Hacker News new | ask | show | jobs
by runeks 1885 days ago
> Roughly speaking, though, money is an accounting mechanism for keeping track of debt, with its value ultimately backed up by a central government's willingness to accept it for tax payments.

This doesn’t make sense. Debt is money owed. So if money is “an accounting mechanism for keeping track of debt” then we have a circular definition.

Money can be completely separated from debt. And until around a hundred years ago — where gold was and had been money for hundreds of years — it was.

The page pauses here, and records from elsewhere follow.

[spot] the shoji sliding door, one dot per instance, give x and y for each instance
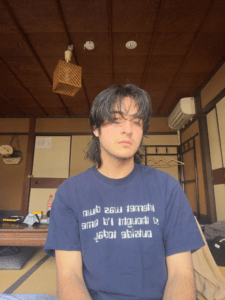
(216, 129)
(50, 168)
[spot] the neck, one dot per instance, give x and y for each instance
(118, 169)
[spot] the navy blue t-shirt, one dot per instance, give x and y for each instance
(124, 228)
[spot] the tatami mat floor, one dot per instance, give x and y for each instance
(41, 281)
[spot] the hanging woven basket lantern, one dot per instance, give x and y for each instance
(67, 76)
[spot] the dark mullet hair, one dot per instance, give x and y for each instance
(103, 107)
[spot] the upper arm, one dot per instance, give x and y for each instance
(180, 263)
(69, 262)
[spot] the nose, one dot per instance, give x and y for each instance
(127, 127)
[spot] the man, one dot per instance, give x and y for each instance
(121, 230)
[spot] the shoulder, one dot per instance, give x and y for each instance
(158, 176)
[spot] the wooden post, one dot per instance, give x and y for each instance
(28, 168)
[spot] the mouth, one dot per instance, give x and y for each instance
(125, 142)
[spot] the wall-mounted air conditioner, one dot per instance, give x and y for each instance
(182, 113)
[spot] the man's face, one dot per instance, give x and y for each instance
(122, 139)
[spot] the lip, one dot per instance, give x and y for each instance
(125, 142)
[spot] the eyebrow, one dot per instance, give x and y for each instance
(122, 114)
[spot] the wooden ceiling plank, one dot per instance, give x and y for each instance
(156, 25)
(62, 18)
(27, 40)
(109, 6)
(11, 103)
(188, 54)
(21, 83)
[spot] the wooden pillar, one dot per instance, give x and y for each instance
(28, 168)
(206, 162)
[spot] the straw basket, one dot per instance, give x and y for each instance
(67, 78)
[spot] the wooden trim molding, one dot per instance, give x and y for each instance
(218, 176)
(46, 183)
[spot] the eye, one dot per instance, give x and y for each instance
(137, 122)
(118, 119)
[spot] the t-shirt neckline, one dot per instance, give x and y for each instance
(112, 181)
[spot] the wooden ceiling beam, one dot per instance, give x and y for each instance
(21, 83)
(27, 40)
(157, 22)
(109, 6)
(62, 18)
(188, 54)
(13, 104)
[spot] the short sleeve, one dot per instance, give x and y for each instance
(63, 233)
(181, 232)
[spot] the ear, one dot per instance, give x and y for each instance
(96, 132)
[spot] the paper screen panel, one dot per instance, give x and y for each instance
(51, 157)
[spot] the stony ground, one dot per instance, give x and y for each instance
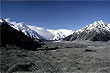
(58, 57)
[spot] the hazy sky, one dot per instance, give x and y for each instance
(56, 14)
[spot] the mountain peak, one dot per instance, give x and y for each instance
(98, 31)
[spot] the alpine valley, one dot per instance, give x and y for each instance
(31, 49)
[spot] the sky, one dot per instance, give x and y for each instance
(71, 15)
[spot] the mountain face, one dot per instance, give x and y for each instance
(39, 32)
(98, 31)
(42, 32)
(50, 34)
(25, 29)
(60, 33)
(9, 35)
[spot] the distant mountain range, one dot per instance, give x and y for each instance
(39, 32)
(98, 31)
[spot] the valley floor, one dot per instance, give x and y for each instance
(58, 57)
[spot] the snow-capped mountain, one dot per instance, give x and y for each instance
(60, 33)
(42, 32)
(51, 34)
(25, 29)
(39, 32)
(98, 31)
(109, 25)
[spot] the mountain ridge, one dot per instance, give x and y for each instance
(98, 31)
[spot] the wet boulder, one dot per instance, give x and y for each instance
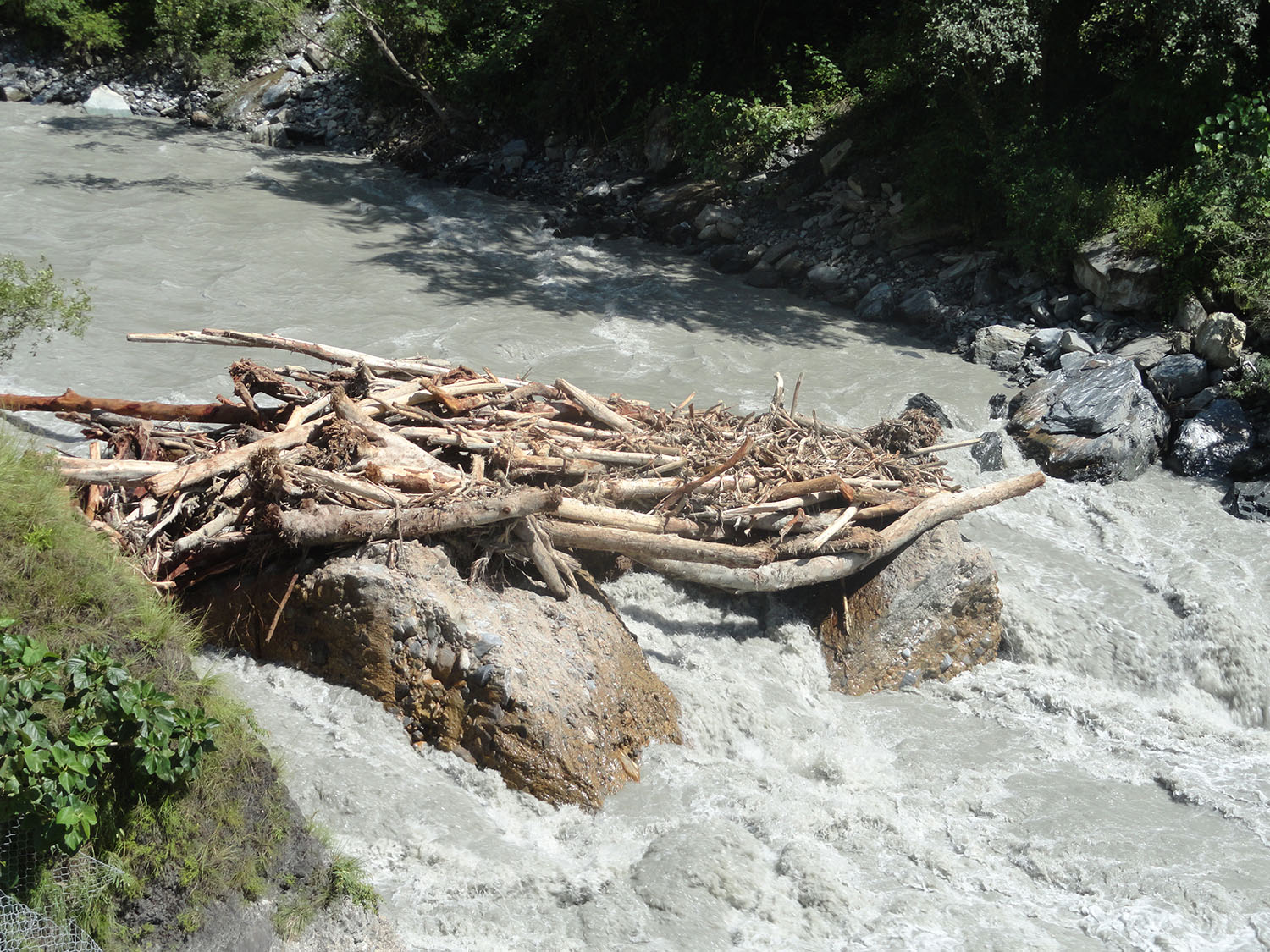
(1209, 443)
(555, 696)
(930, 612)
(1091, 419)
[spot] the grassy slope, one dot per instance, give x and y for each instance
(231, 832)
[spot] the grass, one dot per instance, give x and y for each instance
(231, 830)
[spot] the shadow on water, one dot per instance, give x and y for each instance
(474, 248)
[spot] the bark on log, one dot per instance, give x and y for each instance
(338, 526)
(642, 545)
(70, 401)
(797, 573)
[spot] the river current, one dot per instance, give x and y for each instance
(1107, 784)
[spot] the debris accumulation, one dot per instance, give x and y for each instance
(500, 469)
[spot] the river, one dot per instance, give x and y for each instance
(1105, 784)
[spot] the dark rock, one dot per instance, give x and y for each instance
(936, 599)
(1091, 419)
(1249, 500)
(931, 408)
(1208, 443)
(990, 452)
(1178, 377)
(559, 698)
(878, 305)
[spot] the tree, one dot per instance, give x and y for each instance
(35, 304)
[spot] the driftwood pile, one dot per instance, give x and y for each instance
(500, 467)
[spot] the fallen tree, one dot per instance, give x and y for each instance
(510, 471)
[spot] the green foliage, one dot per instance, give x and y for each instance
(83, 25)
(35, 304)
(78, 728)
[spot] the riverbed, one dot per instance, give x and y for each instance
(1107, 784)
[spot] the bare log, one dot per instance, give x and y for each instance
(797, 573)
(597, 410)
(338, 526)
(70, 401)
(642, 545)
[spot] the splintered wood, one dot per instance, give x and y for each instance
(500, 469)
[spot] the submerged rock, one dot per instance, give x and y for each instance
(930, 612)
(1091, 419)
(556, 696)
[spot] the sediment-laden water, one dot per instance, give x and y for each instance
(1107, 784)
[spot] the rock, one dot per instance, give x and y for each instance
(921, 307)
(1190, 314)
(104, 101)
(878, 304)
(1146, 352)
(990, 452)
(318, 56)
(1219, 339)
(825, 276)
(1120, 282)
(716, 223)
(1208, 443)
(665, 207)
(832, 159)
(997, 338)
(556, 696)
(930, 406)
(1091, 419)
(1249, 500)
(1178, 377)
(1046, 344)
(936, 599)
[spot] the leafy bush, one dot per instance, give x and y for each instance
(35, 304)
(78, 728)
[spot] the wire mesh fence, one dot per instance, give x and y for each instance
(68, 888)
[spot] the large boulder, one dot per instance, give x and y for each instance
(556, 696)
(1091, 419)
(1219, 339)
(1119, 281)
(1209, 443)
(932, 611)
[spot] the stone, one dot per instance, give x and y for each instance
(825, 276)
(1178, 376)
(878, 304)
(936, 599)
(1074, 343)
(104, 101)
(991, 340)
(1249, 500)
(559, 697)
(990, 452)
(1219, 339)
(721, 223)
(1206, 444)
(1118, 281)
(318, 56)
(1046, 343)
(921, 307)
(832, 159)
(930, 406)
(1091, 419)
(1190, 314)
(665, 207)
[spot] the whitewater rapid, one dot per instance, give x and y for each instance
(1105, 784)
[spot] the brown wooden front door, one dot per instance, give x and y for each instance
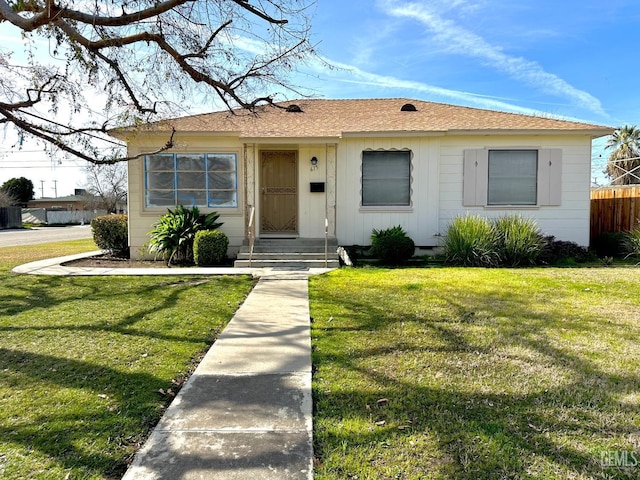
(279, 193)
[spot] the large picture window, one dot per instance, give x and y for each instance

A silver or gold coin is not anyone’s debt, yet it was used as money for centuries.

An excellent critique of the idea that money is created by governments was written by Carl Menger in his essay from 1892 entitled “On the Origin of Money”: https://is.muni.cz/el/1456/podzim2009/MPE_MOEK/um/8972262/me...

Menger defines money as, simply, “the most liquid good” — where liquidity i, essentially, defined as “how much value you lose when you exchange to and from a certain good”. For example, if you have a hundred chickens and you sell them in exchange for wheat, after which you immediately buy back chickens with your wheat, you will lose more value (chickens) than if you were to use gold as an intermediate commodity. This gives rise to a “common” intermediate commodity, because everyone wants to lose as little value as possible when selling/buying, and this intermediate commodity is money.

Of course, this has changed by now, since each country now issues their own currency and disincentivizes the use of competing monies/currencies through various means (primarily by defining their own currency as the “one true measure of value” by charging capital gains taxes on competing monies).